Comme l’ex­pli­quait l’Insti­tut français des rela­tions inter­na­tionales (Ifri) dès avril 2024, en s’appuyant sur les révéla­tions des médias israéliens +972 et Local Call, divers logi­ciels d’IA ont appuyé l’armée israéli­enne à Gaza, notam­ment en présélec­tion­nant des cibles pour les bom­barde­ments et en désig­nant des dizaines de mil­liers de per­son­nes comme com­bat­tants ou mil­i­tants du Hamas et du Jihad islamique (voir notre arti­cle sur les dif­férentes IA mobil­isées par l’ar­mée israéli­enne).

L’armée israéli­enne revendique l’u­til­i­sa­tion de ce type d’outils depuis 2021. Dans cer­tains cas, le sol­dat œuvrant “avec” l’IA a seule­ment vingt sec­on­des pour s’assurer que la cible désignée par la machine est bien légitime. Plusieurs sources affir­ment que l’armée israéli­enne a con­science que son sys­tème peut faire jusqu’à 10 % d’erreurs.

L’IA actuelle n’est tout sim­ple­ment pas fiable ; des erreurs seront inévitable­ment com­mis­es. Cer­taines coûteront des vies, d’autres en coûteront beau­coup, résume l’une des voix cri­tiques de l’IA les plus con­nues des États-Unis, l’universitaire spé­cial­iste des sci­ences cog­ni­tives Gary Mar­cus.
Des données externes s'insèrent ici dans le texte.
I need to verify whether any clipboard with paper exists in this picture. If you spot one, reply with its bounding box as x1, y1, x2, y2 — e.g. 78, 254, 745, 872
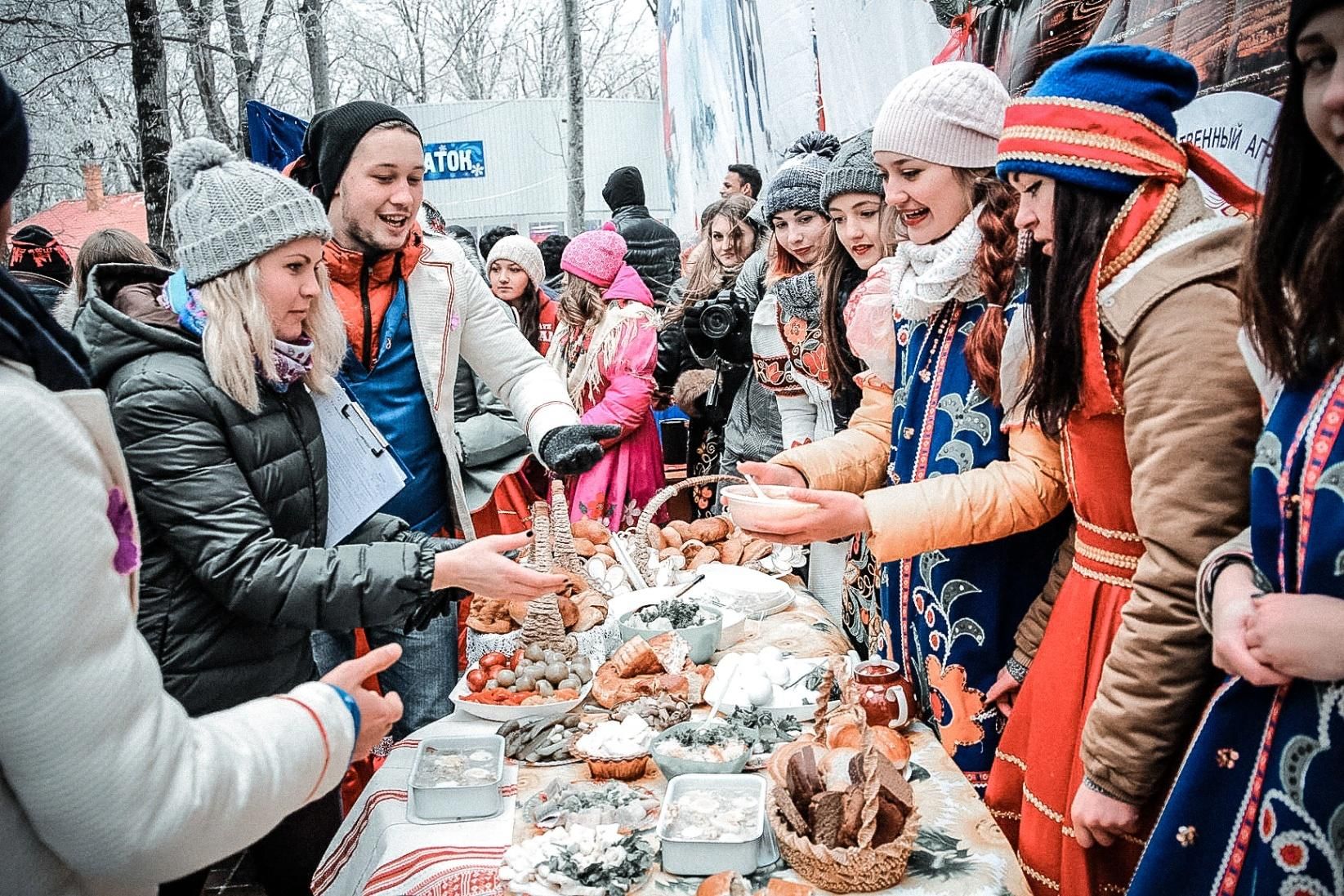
312, 380, 409, 546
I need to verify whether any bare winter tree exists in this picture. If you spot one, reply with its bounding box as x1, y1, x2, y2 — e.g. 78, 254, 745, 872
0, 0, 657, 228
127, 0, 175, 246
560, 0, 583, 234
297, 0, 332, 113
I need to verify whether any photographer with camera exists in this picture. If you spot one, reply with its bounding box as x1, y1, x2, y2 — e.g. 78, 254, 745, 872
654, 194, 763, 517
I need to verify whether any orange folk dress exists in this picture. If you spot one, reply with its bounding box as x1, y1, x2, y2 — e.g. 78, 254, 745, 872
985, 411, 1144, 896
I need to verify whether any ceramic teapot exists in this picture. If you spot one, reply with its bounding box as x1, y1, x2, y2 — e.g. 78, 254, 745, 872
854, 660, 919, 728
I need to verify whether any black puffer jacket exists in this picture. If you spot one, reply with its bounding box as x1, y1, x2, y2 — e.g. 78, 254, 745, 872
602, 165, 681, 308
74, 265, 442, 716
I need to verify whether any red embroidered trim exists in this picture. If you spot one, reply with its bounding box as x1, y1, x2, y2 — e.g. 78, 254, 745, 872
1217, 688, 1288, 896
312, 790, 407, 896
279, 694, 332, 804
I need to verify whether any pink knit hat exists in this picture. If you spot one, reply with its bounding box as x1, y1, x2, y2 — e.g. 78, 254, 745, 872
560, 221, 625, 289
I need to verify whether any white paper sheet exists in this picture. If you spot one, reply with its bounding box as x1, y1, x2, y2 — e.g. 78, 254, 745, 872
312, 388, 406, 546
À ce “prob­lème tech­nique”, le chercheur ajoute un sérieux prob­lème moral” Les mil­i­taires pour­raient bien vouloir utilis­er l’IA pour se décharg­er de leur respon­s­abil­ité morale[…] Com­bi­en de vic­times civiles sont accept­a­bles ? Quel taux d’erreur est admis­si­ble ? L’IA peut suiv­re un ensem­ble de critères (avec plus ou moins de pré­ci­sion selon la qual­ité des algo­rithmes et des don­nées), mais ce sont les humains qui fix­ent ces critères.”